İkili ilişkilerin kısa sürede sağlam bir zemine oturmasının en önemli nedenlerinden biri de bağımsızlığını kazanan Hindistan’ın ırkçılığa karşı sağlam bir duruş sergilemiş olması ve bağımsızlığını yeni yeni kazanmaya başlayan Afrika ülkelerinin ırkçılığa karşı mücadelelerinde yanlarında olmasıdır. Nitekim Güney Afrika’da bu dönemde devlet eliyle yürütülen ırkçı politikalardan dolayı uzun bir süre ikili ilişkiler kesilmiştir. Bu net tavırlarıyla Hindistan’ın Afrika ülkeleri nezdinde saygın bir konuma gelmesini sağlayan Nehru, özellikle Soğuk Savaş döneminde sergilediği tarafsızlık politikası ile Afrika’da nüfuz alanı bulmaya çalışmıştır. Ayrıca Bağlantısızlık Hareketi ile üçüncü dünya ülkelerine liderlik yapmaya çalışan Hindistan, özellikle Afrika’da Çin engeline takılsa da yürüttüğü ırkçılığa karşı politikalar sayesinde belirgin bir ekonomik destek ve yatırım yapmadan bağımsızlığını kazanan Afrika ülkeleri nezdinde saygın bir konuma yükseldi.[9] Özellikle Nehru, Delhi’nin yürüttüğü politikalar ile Afrika’nın dünya düzeni açısından hassasiyetine değindi. Nehru başbakanlığı döneminde yapmış olduğu bir açıklamasında adil dünya düzeni ölçüsünün Afrika’daki durumun düzeltilmesi ile yakından ilişkili olduğunu dile getirmiştir. Aynı zamanda bir diğer açıklamasında ise “Hint okyanusu ile ayrılmış olsak da Afrika bizim kapı komşumuzdur” demiş böylece Afrika ile olan ilişkilerin sadece ekonomik bazlı olmayıp iki kıta arasındaki duygusal bağların da ikili ilişkiler açısından önemli olduğunu dile getirmiştir. Nehru döneminde gittikçe belirginleşen Afrika politikası bağlamında ilk olarak bağımsız iki Afrika ülkesinden Mısır ve Etiyopya ile diplomatik ilişkiler başlatılmıştır.  Ayrıca bağımsızlığını henüz kazanamamış İngiliz sömürgesi Afrika ülkelerinde konsolosluklar açarak bu yolla bağımsızlık mücadelesinde siyasi anlamda desteklerini ortaya koymuştur. Uygulanan bu stratejik politikaların Hindistan adına olumlu sonuçlar doğurması da uzun süre almamıştır. Nitekim bu desteklerin karşılığını 1957 yılında sömürgeciliğe karşı bağımsızlığını kazanan ilk devlet olan Gana’nın lideri Nkrumah’ın ilk deniz aşırı ziyaretini Hindistan’a gerçekleştirmesi ile almıştır.[10] Diğer taraftan Afrika’da bulunan Hint asıllı Afrikalılar, Delhi’nin Afrika konusunda ırkçılığa karşı yürüttüğü politikalardan sonraki en önemli araçsal argüman oldu. Diasporanın önemini kavrayan Delhi bunu Afrika’da nüfuz alanı bulma yolunda stratejik bir varlık olarak kullanmaya başladı.

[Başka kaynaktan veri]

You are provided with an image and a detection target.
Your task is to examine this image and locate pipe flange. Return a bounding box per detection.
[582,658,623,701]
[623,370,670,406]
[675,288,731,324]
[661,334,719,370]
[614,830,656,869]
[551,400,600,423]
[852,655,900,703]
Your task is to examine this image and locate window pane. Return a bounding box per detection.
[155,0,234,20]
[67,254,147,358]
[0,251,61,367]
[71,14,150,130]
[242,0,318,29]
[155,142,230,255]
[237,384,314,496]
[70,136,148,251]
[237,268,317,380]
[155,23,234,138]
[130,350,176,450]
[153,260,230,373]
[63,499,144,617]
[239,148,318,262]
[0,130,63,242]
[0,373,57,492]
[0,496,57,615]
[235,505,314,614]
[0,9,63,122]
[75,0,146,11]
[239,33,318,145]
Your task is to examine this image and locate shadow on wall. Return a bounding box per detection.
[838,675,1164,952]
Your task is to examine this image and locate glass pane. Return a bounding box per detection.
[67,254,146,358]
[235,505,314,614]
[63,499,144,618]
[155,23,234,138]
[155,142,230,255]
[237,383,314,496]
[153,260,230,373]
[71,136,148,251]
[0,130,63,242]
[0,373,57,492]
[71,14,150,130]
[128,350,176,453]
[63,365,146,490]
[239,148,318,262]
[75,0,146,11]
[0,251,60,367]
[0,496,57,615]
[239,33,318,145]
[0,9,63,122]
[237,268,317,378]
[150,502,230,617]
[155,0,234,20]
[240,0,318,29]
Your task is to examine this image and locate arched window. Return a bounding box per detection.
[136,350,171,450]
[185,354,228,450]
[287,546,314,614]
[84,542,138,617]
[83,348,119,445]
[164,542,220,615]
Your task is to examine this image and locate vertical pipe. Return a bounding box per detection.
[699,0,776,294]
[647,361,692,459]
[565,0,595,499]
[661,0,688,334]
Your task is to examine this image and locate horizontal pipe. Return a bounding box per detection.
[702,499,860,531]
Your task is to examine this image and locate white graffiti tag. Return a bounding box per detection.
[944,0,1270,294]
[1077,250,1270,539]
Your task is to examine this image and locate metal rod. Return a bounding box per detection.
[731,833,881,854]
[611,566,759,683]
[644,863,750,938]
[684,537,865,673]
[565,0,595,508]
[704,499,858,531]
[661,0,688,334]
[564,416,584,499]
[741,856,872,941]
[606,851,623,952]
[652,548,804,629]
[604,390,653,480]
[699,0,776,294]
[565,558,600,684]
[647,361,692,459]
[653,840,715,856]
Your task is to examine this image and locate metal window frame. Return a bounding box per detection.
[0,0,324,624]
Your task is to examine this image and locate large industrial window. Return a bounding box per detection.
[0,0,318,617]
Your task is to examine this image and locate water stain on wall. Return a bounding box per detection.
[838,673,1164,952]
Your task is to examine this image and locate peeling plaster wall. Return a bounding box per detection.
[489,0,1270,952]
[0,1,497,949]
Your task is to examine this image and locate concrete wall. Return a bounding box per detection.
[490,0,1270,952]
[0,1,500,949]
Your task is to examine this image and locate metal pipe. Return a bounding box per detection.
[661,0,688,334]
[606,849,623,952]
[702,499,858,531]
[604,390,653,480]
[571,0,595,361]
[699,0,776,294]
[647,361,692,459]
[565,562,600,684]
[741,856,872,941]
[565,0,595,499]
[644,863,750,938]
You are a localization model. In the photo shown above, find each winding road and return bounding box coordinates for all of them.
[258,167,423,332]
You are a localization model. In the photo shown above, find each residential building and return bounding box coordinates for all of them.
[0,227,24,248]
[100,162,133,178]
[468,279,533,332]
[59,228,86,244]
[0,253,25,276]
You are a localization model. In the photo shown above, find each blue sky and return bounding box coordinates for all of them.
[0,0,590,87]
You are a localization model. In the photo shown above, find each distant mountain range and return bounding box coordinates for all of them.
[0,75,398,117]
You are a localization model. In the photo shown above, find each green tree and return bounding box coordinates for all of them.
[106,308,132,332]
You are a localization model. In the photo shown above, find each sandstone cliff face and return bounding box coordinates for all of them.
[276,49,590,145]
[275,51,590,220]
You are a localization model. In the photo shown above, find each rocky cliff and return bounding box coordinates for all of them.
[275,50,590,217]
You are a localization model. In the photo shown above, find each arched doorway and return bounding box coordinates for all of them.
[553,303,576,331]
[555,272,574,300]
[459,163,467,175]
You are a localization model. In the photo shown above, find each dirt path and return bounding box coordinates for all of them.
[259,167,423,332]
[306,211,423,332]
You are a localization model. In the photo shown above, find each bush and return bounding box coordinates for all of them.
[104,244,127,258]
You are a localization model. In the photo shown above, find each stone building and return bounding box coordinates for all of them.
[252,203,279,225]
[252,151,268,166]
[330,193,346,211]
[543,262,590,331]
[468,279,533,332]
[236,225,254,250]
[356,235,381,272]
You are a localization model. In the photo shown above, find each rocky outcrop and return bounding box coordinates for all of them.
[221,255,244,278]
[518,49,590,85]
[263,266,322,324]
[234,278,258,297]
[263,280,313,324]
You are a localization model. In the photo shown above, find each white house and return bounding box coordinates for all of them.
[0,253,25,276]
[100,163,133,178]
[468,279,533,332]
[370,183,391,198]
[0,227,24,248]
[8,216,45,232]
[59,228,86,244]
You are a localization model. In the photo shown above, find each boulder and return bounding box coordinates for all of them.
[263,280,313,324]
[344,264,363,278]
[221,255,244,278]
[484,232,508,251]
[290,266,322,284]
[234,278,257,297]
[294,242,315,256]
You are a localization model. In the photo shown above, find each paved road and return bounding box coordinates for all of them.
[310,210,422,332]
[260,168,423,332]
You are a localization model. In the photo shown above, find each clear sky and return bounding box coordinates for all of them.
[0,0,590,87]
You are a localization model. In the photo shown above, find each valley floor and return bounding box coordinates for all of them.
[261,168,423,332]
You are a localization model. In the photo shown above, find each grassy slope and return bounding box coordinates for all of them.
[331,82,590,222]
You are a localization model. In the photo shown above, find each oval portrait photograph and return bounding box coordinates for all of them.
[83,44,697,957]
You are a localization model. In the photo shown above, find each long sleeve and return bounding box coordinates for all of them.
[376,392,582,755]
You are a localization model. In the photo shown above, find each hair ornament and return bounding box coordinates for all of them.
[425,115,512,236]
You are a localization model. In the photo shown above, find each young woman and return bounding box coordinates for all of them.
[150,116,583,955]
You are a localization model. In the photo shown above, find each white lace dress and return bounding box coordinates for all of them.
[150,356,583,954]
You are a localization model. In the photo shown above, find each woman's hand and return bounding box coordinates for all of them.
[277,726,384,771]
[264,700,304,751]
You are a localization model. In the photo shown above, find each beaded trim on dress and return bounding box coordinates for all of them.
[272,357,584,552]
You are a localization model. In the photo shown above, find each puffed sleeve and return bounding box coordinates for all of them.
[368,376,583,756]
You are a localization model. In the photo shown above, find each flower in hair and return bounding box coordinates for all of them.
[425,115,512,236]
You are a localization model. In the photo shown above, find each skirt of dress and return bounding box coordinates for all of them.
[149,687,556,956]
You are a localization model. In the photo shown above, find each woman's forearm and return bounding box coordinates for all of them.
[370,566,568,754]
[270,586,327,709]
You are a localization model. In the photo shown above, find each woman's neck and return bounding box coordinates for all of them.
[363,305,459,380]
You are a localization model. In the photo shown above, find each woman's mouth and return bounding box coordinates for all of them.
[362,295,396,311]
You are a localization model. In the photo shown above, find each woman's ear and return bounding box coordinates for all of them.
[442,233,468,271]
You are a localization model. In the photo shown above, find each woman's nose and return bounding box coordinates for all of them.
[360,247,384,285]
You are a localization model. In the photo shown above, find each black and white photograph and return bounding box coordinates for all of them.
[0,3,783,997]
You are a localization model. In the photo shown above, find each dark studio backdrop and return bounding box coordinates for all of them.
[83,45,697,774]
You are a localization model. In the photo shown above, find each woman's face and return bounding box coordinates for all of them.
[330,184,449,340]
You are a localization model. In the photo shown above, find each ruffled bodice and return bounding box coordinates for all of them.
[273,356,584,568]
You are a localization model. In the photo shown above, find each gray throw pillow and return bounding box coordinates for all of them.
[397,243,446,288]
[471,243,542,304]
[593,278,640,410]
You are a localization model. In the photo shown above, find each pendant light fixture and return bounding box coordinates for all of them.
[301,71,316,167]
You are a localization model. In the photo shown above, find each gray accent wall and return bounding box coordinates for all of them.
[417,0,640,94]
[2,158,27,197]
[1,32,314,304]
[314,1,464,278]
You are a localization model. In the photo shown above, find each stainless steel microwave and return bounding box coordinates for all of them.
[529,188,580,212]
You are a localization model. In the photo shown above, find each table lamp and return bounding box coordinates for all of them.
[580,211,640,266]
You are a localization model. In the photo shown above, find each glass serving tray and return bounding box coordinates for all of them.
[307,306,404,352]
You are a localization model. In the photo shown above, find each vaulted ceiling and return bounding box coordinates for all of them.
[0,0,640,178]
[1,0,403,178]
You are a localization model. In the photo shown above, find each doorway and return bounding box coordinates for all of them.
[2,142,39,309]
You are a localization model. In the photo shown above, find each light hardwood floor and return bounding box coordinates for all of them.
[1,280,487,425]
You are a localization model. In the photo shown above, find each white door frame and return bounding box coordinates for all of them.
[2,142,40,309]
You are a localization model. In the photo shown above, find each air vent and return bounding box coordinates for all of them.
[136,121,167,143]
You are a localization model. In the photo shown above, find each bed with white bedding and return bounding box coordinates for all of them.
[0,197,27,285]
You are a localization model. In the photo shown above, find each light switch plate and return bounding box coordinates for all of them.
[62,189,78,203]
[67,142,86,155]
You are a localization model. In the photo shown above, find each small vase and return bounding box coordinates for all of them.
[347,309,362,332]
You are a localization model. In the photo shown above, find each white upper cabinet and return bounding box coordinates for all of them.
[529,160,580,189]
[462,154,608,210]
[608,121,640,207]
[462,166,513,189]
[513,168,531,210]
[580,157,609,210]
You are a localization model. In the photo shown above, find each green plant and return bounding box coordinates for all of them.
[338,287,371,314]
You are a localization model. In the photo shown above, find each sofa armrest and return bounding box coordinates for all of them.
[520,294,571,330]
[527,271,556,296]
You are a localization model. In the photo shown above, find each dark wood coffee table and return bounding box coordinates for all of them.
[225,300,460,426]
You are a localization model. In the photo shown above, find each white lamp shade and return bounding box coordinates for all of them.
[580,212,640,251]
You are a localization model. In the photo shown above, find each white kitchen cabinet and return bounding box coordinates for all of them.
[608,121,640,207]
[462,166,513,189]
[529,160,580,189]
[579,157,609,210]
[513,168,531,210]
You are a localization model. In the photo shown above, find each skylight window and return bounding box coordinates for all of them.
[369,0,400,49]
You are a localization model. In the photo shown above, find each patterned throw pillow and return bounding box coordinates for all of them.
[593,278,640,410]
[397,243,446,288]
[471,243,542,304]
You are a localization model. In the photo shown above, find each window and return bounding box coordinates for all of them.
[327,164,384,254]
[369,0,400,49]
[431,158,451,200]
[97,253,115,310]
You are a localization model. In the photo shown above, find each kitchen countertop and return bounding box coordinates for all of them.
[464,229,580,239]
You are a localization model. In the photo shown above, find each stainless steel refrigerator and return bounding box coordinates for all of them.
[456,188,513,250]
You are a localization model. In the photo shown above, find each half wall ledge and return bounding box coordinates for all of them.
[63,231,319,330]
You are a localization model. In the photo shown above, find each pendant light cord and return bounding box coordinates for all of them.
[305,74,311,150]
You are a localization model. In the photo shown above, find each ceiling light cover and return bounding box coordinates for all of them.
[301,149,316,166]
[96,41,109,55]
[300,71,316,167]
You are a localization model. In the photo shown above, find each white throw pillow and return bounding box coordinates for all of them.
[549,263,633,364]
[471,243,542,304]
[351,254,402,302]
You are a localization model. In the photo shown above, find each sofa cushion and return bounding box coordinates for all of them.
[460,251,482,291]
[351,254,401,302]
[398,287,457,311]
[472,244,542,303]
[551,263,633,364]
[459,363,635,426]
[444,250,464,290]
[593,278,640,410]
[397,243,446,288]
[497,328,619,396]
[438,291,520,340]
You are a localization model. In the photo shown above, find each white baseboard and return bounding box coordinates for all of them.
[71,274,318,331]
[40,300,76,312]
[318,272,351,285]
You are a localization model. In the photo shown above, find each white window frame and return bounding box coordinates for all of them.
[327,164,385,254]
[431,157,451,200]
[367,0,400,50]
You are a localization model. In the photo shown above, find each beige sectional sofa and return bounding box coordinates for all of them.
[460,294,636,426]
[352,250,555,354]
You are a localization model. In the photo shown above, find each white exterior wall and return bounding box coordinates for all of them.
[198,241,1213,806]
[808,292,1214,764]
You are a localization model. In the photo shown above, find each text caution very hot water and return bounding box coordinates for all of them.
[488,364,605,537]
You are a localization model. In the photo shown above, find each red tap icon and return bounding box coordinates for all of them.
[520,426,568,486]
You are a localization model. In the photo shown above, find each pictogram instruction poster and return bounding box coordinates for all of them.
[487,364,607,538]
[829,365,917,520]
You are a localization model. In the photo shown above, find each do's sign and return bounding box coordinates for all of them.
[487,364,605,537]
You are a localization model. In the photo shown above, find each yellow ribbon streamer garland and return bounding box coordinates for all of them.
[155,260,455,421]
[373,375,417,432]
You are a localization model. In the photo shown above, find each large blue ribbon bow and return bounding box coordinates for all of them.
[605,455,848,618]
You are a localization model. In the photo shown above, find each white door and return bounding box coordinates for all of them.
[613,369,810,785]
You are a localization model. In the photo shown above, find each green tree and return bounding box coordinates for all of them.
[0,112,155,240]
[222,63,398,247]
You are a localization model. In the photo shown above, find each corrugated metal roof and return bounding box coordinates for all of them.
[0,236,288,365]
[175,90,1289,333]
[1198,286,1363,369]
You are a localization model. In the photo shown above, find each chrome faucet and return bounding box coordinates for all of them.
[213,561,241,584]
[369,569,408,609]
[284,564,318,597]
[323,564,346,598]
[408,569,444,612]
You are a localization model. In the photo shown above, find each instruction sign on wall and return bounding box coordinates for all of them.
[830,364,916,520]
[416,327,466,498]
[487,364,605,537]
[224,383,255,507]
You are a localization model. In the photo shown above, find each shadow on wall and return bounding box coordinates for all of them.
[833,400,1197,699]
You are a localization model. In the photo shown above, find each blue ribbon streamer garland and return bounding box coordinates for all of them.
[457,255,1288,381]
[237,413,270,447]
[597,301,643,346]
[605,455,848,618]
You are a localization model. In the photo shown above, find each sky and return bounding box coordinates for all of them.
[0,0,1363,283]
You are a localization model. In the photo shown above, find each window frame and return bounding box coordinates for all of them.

Nehru’nun Afrika’ya yönelik politikasının iki büyük kolu vardı. Birincisi, Güney Afrika’da sömürgeciliğe ve ırk ayrımcılığına karşı mücadele etmek adına verilen desteğiydi. Nitekim ırkçılık ve ayrımcılık gibi konularda Hindistan, Birleşmiş Milletler’de çok aktif bir rol üstlendi. Bu yolla Hindistan, Afrika ülkeleri nezdinde sömürgeci gözüyle bakılmayan bir stratejik ortak olma yolunda ilerledi.  İkincisi ise Hint diasporasının Afrika ayağıydı.  Afrika da yaşayan Hint kökenli insanları ilgilendiren bu politikada ise Nehru’nun Hint kökenli Afrikalılara tavsiyeleri vardı. Nehru, Hint kökenli Afrikalıların kendilerini yerel topluluklarla özdeşleştirmelerini ve benimsedikleri ülkelerin halkının siyasi arzularına karşı daha olumlu bir tutum sergilemelerini tavsiye etti. Ekonomik konularda onlara, Afrikalılar için eşit fırsatların bedeli olarak herhangi bir özel ayrıcalık aramamalarını önerdi. Afrikalılar hem Nehru’nun hem de Mahatma Gandhi’nin Afrika’daki mücadeleye desteğini kabul ederek verilen tavsiyeleri dikkate aldılar. Gerek Nehru gerekse Gandhi’nin bu mesajlarından ve özellikle Gandhi’nin şiddet içermeyen pasif direnişinden Gana’daki Kwame Nkrumah, Zambiya’nın Kenneth Kaunda ve Tanzanya’dan Julius Nyerere’nin de dahil olduğu Afrika’daki pek çok siyah liderin ilham aldığı söylenmektedir.[11]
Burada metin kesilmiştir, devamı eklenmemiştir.